Dalam poster itu terdapat foto sejumlah tokoh agama dan habaib serta 6 syuhada laskar FPI yang tewas ditembak polisi. Dalam poster itu pun tertulis pesan Habib Rizieq yaitu "Jika saya dipenjara atau dibunuh, lanjutkan perjuangan," Jangan pernah takut!!! Jangan pernah mundur, selamatkan Indonesia."

Kabar ini ditegaskan Ketua PA 212 Slamet Maarif. "Iya benar," kata Ketua PA 212 Slamet Maarif, kepada Harian Terbit, Kamis (17/12/2020).

Informasi aksi tersebut juga dibenarkan oleh Wakil Sekretaris Jenderal PA 212, Novel Bamukmin. "Benar," kata Novel kepada Harian Terbit, Kamis (17/12/2020).

Novel belum bisa memperkirakan jumlah massa yang akan hadir. Massa yang hadir berasal dari Jakarta, Bogor, Depok, Tangerang, Bekasi (Jabodetabek).
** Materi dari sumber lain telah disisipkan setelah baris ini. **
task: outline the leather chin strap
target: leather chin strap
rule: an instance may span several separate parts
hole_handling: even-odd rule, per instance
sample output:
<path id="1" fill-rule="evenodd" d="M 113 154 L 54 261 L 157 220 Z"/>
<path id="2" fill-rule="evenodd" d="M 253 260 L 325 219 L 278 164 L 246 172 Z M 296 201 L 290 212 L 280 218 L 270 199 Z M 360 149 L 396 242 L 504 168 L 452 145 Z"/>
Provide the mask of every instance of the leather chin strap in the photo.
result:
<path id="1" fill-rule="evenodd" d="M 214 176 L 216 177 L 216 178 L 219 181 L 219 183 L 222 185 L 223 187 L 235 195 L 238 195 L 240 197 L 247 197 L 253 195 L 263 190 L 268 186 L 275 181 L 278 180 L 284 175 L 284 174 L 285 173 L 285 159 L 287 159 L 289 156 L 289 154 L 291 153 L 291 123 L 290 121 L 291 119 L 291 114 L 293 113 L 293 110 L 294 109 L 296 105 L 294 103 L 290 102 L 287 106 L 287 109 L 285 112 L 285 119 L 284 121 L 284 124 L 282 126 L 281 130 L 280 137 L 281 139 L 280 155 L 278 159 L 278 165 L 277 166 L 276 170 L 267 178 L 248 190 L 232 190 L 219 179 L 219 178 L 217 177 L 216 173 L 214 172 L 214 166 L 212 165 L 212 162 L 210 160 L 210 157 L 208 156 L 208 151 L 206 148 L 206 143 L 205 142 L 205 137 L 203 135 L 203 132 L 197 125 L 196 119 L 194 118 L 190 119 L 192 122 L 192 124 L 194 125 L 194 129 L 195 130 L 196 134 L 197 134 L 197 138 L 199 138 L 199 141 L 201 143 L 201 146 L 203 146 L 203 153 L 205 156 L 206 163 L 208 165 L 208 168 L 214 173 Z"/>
Sementara yang diluar Jabodetabek sudah bergerak masing masing atas inisiatif masing masing dengan mendatangi polres atau polda.

Hanya saja, ia mengklaim rencana demonstrasi tersebut sudah didahului dengan surat pemberitahuan kepada pihak kepolisian.

"Seperti biasa hanya pemberitahuan. Aksi langsung di Istana," imbuhnya.

Novel menyarankan agar massa tidak terprovokasi oleh pihak lain karena diduga akan banyak pihak yang memanfaatkan aksi mereka ikuti komando ulama sampai bubar acara. Karena sudah seperti biasanya selalu akan ada provokator untuk membuat keruh suasana.